Pencoedtre High School, formerly called Bryn Hafren Comprehensive School, is in Merthyr Dyfan on the outskirts of the town of Barry near Cardiff in Wales. It was opened as Bryn Hafren Comprehensive School in 1971, an 11-19 girls' comprehensive school for approximately 1,300 pupils. In 2018 the school became mixed-sex and was renamed Pencoedtre High School. It shares a mixed-sex joint 6th form with Barry Comprehensive School, formerly a boys' school, since 2018 co-educational under the name 'Whitmore High School'.

The school's catchment area is the Vale of Glamorgan, stretching from Rhoose in the west to Wenvoe in the north, and to Ely in west Cardiff, with the town of Barry in the centre.

==History==
When comprehensive schools were introduced to Barry in September 1966, this was delayed for girls because of the lack of buildings. Bryn Hafren Comprehensive School opened as the comprehensive school for girls in 1973.
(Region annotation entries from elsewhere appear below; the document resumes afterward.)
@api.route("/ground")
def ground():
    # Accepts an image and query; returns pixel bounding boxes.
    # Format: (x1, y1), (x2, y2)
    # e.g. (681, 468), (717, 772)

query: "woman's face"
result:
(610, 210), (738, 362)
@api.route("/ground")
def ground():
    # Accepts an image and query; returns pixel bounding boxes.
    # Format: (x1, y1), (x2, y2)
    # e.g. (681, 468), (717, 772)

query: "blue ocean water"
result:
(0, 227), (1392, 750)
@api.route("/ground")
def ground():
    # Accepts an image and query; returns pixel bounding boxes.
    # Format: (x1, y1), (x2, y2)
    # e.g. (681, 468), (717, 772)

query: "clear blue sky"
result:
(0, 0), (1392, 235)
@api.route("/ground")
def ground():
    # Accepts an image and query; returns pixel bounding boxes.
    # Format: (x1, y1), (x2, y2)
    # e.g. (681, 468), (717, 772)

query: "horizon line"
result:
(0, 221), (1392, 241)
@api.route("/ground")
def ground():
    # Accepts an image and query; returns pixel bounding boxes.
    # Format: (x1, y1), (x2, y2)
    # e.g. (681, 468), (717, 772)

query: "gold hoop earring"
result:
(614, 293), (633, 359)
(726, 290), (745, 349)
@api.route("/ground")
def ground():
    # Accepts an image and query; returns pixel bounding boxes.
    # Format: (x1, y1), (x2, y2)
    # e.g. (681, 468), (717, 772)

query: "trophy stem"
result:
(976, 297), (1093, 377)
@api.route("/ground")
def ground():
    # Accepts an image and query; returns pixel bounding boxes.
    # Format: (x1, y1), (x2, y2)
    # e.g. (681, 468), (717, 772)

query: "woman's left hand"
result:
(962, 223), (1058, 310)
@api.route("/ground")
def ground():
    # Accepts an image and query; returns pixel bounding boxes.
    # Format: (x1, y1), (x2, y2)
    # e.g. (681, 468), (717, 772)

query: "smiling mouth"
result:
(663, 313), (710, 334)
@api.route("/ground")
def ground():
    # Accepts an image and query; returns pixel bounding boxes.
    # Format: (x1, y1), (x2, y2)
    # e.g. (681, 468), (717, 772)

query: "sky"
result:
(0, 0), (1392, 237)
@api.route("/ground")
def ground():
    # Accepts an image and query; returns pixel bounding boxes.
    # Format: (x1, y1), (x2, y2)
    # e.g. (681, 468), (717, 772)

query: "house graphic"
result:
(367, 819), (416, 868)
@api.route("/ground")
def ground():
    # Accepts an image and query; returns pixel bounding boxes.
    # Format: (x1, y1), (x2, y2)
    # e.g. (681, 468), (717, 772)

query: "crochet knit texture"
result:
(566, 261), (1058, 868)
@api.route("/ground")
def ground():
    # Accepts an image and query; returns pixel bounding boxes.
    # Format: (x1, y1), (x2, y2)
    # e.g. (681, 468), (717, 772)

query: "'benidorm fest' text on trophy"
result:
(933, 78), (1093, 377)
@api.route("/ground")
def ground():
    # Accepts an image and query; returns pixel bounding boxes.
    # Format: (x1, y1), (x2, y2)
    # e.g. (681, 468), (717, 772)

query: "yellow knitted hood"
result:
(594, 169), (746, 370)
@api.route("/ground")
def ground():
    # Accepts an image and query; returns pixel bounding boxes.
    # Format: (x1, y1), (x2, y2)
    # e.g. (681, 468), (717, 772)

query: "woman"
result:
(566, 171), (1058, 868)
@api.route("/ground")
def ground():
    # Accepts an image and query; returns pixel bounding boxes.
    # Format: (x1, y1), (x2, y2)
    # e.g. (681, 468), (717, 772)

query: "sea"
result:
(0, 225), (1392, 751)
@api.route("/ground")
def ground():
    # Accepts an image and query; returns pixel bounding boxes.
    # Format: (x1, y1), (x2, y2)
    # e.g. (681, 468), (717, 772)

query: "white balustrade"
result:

In 1993, Barry Sixth Form, a joint sixth form with Barry Boys' Comprehensive School was created.

In 2018, the school became Pencoedtre High School and became a mixed-gender school.

==Facilities==
The school ground covers 36 acre, with sports fields, tennis courts, a gymnasium, a swimming pool and a recently developed fitness gym and two beauty salons.

The school also houses a dedicated 6th form block and over 14 networked computer rooms.